7. Appeals and Grievances
  • The provisions to eliminate the requirement for enrollees to submit a written, signed appeal after an oral appeal is submitted; to change the timeframe for enrollees to request a state fair hearing to no less than 90 calendar days and no greater than 120 calendar days to better align with Medicaid fee-for-service requirements; and to revise the definition of an adverse benefit determination to exclude claims denied solely because they do not meet the definition of a “clean claim” and thus eliminate the requirement for written notices to enrollees.
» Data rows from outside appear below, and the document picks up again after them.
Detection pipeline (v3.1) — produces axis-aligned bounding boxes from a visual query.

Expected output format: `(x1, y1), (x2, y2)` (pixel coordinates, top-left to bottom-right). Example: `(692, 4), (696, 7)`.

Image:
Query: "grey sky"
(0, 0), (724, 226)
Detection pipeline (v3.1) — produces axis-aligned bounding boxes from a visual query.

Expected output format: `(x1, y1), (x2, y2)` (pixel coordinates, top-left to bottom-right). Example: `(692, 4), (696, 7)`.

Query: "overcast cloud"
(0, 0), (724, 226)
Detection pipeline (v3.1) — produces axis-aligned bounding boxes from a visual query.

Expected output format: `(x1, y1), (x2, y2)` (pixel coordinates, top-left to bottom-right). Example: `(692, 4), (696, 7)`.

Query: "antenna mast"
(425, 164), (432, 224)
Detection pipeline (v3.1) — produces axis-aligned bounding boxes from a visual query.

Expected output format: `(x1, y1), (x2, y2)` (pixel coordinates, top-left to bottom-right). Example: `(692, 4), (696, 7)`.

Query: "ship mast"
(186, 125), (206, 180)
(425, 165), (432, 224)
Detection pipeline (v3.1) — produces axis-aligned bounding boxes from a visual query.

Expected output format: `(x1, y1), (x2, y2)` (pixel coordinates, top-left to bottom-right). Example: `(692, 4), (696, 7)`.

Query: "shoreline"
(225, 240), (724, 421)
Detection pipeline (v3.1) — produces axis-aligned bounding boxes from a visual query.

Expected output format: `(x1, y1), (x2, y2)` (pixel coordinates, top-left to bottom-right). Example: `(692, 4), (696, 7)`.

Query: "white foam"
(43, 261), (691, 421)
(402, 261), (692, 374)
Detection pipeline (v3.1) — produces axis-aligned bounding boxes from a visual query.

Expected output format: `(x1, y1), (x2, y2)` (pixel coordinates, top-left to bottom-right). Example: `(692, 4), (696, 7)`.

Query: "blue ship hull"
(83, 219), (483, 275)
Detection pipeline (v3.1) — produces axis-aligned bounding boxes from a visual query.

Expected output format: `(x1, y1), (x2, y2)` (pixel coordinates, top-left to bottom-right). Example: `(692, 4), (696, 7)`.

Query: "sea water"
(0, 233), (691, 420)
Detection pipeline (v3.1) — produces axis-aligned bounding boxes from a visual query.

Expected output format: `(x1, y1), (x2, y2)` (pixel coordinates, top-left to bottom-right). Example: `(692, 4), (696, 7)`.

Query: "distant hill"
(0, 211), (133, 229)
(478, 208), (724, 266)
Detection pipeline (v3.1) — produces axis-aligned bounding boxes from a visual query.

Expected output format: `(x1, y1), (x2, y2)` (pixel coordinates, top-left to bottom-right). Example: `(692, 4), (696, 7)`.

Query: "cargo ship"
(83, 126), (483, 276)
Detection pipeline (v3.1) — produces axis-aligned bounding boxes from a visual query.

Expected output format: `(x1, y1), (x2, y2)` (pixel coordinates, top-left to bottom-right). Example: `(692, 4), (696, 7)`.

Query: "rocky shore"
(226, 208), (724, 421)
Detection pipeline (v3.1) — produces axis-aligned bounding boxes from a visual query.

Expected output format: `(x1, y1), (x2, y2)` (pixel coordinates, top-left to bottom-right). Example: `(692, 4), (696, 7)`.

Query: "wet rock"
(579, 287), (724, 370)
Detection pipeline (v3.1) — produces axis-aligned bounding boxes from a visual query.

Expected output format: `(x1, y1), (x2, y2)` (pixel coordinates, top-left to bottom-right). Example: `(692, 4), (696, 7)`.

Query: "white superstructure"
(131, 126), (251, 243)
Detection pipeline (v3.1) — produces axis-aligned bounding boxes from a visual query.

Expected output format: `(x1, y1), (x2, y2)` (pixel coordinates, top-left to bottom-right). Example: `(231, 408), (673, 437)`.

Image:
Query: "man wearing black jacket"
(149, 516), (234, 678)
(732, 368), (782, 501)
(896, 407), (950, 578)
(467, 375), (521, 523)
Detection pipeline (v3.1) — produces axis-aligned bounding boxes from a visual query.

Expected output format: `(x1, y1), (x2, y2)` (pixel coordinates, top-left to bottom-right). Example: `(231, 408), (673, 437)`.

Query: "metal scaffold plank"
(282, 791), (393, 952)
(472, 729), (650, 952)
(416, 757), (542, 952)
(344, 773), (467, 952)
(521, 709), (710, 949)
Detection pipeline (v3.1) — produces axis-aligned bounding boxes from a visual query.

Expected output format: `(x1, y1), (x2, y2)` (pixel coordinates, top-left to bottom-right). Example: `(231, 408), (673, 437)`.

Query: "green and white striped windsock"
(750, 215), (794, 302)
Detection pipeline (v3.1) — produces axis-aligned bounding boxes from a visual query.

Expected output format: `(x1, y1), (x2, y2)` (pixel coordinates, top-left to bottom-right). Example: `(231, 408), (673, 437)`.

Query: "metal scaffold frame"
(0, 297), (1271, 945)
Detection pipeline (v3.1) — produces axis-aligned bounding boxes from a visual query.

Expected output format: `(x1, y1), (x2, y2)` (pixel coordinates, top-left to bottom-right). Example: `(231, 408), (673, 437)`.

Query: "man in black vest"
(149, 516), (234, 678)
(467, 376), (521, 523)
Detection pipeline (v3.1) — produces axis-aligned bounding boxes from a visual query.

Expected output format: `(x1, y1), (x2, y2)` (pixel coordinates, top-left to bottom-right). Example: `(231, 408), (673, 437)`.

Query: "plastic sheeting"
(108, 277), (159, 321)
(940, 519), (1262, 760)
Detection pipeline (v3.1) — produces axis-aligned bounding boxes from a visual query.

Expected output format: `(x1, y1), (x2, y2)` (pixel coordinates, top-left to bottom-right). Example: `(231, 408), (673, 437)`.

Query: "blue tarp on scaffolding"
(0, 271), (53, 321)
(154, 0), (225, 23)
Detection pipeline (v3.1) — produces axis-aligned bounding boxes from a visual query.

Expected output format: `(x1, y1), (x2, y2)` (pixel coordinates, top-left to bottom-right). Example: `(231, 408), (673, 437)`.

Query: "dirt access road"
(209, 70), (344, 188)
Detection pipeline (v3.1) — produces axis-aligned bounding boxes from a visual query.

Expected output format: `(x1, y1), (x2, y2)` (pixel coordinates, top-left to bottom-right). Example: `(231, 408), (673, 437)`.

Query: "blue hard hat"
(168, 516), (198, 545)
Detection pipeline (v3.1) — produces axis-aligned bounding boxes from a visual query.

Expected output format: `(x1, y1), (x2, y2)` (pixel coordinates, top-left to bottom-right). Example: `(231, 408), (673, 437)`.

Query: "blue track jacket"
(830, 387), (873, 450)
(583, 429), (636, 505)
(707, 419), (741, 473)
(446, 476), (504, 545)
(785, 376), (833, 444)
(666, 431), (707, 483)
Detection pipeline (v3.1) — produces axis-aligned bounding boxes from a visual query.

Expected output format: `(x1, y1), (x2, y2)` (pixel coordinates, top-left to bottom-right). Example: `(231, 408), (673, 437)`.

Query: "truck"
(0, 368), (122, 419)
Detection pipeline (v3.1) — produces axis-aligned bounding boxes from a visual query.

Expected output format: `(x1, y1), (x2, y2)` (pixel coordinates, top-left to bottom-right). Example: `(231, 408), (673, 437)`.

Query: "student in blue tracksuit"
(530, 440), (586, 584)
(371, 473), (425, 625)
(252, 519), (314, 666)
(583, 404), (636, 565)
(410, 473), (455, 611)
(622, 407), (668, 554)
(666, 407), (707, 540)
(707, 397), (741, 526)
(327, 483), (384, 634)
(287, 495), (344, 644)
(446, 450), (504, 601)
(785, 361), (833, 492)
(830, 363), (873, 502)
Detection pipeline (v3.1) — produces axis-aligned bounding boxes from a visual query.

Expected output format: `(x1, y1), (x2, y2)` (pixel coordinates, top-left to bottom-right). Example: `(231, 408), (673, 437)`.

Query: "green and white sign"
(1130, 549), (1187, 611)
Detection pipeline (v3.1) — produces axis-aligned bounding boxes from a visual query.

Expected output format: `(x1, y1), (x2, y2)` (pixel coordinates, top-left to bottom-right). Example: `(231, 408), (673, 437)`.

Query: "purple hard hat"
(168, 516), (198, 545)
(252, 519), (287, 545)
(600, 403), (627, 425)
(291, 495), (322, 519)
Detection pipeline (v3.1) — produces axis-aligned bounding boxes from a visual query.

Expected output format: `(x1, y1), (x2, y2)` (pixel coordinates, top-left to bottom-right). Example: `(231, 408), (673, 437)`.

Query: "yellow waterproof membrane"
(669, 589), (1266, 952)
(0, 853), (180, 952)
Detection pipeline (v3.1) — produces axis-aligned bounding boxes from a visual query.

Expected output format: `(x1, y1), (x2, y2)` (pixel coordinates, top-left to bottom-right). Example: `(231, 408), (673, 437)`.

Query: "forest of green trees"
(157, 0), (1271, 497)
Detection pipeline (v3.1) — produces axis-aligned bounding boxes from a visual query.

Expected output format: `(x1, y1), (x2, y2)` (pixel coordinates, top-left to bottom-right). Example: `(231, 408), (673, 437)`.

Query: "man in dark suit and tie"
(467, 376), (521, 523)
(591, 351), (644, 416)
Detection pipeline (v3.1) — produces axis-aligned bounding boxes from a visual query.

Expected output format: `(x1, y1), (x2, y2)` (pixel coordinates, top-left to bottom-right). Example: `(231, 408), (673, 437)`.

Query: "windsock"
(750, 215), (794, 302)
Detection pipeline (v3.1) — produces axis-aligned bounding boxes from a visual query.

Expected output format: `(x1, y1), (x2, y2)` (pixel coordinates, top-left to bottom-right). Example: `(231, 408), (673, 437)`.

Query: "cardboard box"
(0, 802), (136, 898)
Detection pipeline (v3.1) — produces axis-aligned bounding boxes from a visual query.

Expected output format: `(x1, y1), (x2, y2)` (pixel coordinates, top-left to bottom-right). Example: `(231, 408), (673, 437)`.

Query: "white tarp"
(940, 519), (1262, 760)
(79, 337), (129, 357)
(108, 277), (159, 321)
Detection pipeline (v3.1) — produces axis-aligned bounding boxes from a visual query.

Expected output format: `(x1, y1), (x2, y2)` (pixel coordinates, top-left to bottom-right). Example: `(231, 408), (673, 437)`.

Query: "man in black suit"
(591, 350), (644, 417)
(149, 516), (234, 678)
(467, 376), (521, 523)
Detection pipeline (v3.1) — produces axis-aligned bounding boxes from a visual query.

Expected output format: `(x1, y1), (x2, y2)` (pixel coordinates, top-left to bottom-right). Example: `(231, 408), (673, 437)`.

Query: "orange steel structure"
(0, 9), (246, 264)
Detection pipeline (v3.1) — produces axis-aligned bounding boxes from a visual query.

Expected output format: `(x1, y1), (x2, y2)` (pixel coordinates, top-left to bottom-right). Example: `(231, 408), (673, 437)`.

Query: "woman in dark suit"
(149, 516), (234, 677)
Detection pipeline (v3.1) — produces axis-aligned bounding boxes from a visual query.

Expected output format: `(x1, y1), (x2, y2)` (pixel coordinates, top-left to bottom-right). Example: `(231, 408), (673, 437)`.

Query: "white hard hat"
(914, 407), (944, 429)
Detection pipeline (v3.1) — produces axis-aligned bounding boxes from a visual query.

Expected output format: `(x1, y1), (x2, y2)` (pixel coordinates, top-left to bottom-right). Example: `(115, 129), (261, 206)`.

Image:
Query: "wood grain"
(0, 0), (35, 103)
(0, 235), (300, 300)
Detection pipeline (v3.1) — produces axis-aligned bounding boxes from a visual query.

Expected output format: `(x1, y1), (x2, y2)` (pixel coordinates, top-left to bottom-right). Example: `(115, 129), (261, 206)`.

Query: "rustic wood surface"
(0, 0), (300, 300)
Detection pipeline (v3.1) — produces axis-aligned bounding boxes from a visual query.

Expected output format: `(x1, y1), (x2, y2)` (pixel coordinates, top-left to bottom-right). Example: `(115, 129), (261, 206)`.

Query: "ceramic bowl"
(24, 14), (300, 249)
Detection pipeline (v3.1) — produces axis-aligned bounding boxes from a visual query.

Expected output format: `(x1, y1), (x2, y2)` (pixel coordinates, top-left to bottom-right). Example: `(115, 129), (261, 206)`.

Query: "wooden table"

8. Requirements for Beneficiary Information
  • The provisions to delete the definition of large print and adopt “conspicuously-visible font size” as well as the requirement to print taglines on all written materials and instead only require taglines on materials that are critical to obtaining services. We are also finalizing the provision to permit quarterly provider directory updates, if the managed care plan offers a mobile-enabled provider directory. Lastly, we are finalizing the change that requires managed care plans issue notices for provider terminations to the later of 30 calendar days prior to the effective date of the termination or 15 calendar days after the receipt or issuance of a termination notice.
Additional Changes
Coordination of Benefits
  • The provision that allows states to determine the most appropriate method for coordination of benefits with the Medicare program for dually eligible enrollees. States will be will be able to require their managed care plans to enter into a COBA with CMS and participate in the automated claims crossover process directly or, if more appropriate for their program, by using an alternative method by which the state forwards crossover claims it receives from Medicare to the appropriate managed care plan.
CHIP
  • Many of the updates to the Medicaid regulations will also apply to CHIP, including network adequacy standards, medical loss ratio standards, quality rating system and other quality standards, appeals and grievances, and requirements for beneficiary information. CMS is also finalizing CHIP-specific technical and clarifying edits, including for appeals and grievances, sanctions, and program integrity safeguards.